Option B — CDI (no default runtime change)
Generate a CDI spec and expose the device directly — no default-runtime change required:
sudo mkdir -p /etc/cdi
sudo nvidia-ctk cdi generate --output=/etc/cdi/nvidia.yaml
sudo systemctl restart docker
Add to the relay service:
services:
relay:
# ... your existing config ...
devices:
- "nvidia.com/gpu=all"
shm_size: "256m"
environment:
- CHROME_ENABLE_SHM=true
CHROME_GPU_MODE=auto detects the GPU automatically once it is exposed — no additional relay configuration needed.
Windows (WSL2)
Docker Desktop on Windows uses a WSL2 backend that supports NVIDIA GPU passthrough. The compose configuration is identical to Linux — the toolkit runs inside WSL2.
One-time setup:
- Install an NVIDIA driver on Windows (version 471.11 or later). The WSL2 GPU driver is bundled — do not install a separate CUDA driver inside WSL2.

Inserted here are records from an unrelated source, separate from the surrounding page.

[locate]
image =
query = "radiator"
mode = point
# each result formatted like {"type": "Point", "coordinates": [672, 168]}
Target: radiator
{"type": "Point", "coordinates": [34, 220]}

- Inside your WSL2 distribution, install nvidia-container-toolkit following the Linux instructions.
- Restart Docker Desktop.
After that, run the same two nvidia-ctk + restart docker commands as Linux above inside WSL2, and use the same compose environment block.
Intel/AMD GPU passthrough via /dev/dri is not reliably supported in WSL2 and is not recommended.
Fallback Behavior
If GPU initialization fails, the relay automatically falls back to SwiftShader (software WebGL). No intervention required — the server logs will show which mode was selected at startup.